Norse Gods and Giants
- Author: Ingri and Edgar Parin d'Aulaire
- Illustrator: The d'Aulaires
- Genre: Children's literature, mythology
- Publisher: Doubleday
- Publication date: 1967
- Publication place: United States
- Media type: Print (hardcover)
- Pages: 154 pp
- ISBN: 978-0385072359 (1967) ISBN 0385049080 (1986) ISBN 159017125X (2005)
- OCLC: 303177
- Dewey Decimal: 293/.13
- LC Class: BL860 .D355 1967; BL860 .D355 1986; BL860 .D355 2005;

= Norse Gods and Giants =

Children's book by Ingri and Edgar Parin d'Aulaire

Norse Gods and Giants is a children's book written and illustrated by Ingri and Edgar Parin d'Aulaire and published by Doubleday in 1967. It was reissued by Doubleday in 1986 as d'Aulaires' Norse Gods and Giants and by New York Review Books in 2005 as d'Aulaires' Book of Norse Myths.

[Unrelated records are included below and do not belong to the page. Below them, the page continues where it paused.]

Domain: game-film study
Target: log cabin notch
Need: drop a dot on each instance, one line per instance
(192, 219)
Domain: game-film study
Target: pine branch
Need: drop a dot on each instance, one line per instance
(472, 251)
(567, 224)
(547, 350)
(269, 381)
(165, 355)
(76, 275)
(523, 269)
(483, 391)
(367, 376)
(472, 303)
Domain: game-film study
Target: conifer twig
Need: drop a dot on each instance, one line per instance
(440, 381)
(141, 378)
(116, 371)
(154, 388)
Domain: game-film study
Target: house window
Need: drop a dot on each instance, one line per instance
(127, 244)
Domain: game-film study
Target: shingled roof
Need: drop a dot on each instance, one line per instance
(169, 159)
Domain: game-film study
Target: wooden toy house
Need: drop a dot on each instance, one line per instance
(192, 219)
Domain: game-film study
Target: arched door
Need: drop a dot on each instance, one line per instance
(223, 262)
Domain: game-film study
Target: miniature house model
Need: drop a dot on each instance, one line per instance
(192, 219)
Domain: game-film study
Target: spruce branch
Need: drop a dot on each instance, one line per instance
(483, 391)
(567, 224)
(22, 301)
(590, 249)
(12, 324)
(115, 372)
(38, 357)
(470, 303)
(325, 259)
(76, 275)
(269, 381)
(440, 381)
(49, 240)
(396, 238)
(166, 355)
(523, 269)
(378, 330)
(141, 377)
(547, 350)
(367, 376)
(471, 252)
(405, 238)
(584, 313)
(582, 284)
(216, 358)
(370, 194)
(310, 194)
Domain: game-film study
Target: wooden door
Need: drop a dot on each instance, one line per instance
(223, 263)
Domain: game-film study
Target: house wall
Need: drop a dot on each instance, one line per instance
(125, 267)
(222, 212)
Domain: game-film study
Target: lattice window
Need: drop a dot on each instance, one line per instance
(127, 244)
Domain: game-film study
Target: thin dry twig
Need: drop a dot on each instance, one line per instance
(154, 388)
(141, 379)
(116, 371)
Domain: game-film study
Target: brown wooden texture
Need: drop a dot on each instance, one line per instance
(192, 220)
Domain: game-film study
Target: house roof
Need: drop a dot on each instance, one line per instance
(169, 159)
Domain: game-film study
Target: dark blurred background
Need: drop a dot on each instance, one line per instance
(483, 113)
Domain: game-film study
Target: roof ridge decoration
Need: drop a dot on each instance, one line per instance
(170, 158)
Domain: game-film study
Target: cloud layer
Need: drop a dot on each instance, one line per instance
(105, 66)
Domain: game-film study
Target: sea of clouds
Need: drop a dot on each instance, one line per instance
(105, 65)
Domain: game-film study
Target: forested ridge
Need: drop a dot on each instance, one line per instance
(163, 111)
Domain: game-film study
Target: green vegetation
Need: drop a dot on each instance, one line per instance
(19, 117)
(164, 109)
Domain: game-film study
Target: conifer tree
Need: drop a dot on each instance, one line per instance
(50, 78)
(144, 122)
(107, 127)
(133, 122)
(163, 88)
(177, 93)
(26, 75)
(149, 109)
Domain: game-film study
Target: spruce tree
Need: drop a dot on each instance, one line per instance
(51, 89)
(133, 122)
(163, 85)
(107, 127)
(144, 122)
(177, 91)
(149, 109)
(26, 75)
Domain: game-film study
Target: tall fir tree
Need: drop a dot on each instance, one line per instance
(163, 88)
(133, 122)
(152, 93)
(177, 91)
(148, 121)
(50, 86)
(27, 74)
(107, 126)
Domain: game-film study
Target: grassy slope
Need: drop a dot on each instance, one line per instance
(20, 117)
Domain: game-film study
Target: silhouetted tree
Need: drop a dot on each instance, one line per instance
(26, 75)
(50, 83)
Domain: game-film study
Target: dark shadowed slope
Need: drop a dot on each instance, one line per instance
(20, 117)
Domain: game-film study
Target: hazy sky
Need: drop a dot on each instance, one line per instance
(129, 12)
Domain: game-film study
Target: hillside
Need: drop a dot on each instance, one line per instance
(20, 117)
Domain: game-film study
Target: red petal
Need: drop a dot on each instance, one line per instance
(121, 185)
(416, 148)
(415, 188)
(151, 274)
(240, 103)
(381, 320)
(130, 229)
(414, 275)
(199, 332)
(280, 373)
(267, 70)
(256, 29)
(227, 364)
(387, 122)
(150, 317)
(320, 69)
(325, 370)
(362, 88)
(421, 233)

The 154-page book is organized as a collection of 30 Norse myths, with color illustrations throughout, from "The first gods and giants" and "The creation of the world" to "Ragnarokk, the destiny of the gods" and "A new world". The 2005 Library of Congress catalog summary called it a companion to Ingri and Edgar Parin d'Aulaire's Book of Greek myths, published by Doubleday in 1962, a 192-page collection of 46 Greek myths. The Greek and Norse collections are the couple's second and third most widely held works in WorldCat libraries, after their Caldecott Medal-winning picture book Abraham Lincoln (Doubleday, 1957).